No matter how much you comment your code, you are not going to bring people up to speed on an algorithm that requires background knowledge on dozens of scientific papers, hundreds of pages, with a few code comments. This code is aimed at researchers who are familiar with the techniques and have the necessary background knowledge. For such people, the code is very readable.

Think about it like this: If you write a game engine, are you going to document each function with proofs that explain how the underlying Physics works for people who don't have such knowledge? No, you assume that people who read game engine code have read some basic physics books.

We also have code like that. For example, that's the explicit goal of the Spinning Up repo: https://github.com/openai/spinningup/blob/master/spinup/algo...

In practice, it's much harder to use that code, and we tend not to consume code like that internally. There's a real tradeoff!

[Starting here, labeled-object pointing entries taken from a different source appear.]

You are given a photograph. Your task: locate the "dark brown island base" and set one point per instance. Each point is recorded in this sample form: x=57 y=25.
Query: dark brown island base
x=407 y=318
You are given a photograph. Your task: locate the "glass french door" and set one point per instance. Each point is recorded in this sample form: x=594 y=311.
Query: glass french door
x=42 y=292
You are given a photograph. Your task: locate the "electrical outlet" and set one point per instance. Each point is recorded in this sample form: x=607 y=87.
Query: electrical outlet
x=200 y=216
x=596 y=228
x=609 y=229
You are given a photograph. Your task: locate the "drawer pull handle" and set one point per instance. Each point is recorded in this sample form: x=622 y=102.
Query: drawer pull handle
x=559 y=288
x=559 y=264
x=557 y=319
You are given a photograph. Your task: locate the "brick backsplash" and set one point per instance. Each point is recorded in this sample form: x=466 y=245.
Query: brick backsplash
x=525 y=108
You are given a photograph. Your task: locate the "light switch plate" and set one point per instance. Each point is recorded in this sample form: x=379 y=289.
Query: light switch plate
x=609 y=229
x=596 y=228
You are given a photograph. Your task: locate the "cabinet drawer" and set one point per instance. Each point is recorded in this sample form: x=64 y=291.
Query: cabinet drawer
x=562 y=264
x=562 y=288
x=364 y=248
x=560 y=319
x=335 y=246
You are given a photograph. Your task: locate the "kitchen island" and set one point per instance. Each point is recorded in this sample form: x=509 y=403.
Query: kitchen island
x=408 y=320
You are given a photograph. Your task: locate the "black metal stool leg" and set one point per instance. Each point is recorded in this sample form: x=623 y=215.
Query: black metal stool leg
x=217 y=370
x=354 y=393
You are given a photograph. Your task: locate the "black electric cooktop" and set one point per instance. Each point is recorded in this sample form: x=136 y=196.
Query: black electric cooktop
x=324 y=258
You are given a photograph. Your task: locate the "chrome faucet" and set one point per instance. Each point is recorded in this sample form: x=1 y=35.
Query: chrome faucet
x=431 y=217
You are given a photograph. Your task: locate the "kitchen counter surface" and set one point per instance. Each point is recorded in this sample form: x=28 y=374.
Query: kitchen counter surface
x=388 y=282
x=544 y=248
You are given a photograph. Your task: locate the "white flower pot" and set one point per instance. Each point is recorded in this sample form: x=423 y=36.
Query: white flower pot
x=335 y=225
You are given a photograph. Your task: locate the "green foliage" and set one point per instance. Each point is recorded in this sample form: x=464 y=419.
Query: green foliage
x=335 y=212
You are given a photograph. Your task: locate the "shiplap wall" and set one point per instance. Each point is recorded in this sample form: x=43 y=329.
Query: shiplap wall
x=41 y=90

ddpg() takes 17 parameters and is over 200 lines long. I'm very far from being a domain expert, but having worked in other complex domains, I'm pretty confident this can be redesigned such that it's both more maintainable and more pleasant to use.
Hello! Spinning Up author here. I would love to hear your thoughts on this! So far I have had a lot of success teaching people about DDPG using this code example, but I'm grateful for every fresh perspective. :)

Feel free to reach out by email, jachiam at openai.

There is no function in the world that should ever take 17 parameters. If the algorithm permits such configuration, as I am sure it does, then it should take a configuration object which has all these values. The object could then be constructed using special purpose factories that take fewer parameters, and then customized from there as needed.

It may be an indication that the whole thing needs refactoring though.

You refactor that way but then you make it unnecessarily more complicated.
Well then I’m sorry for that. It’s a good indicator of a broken culture.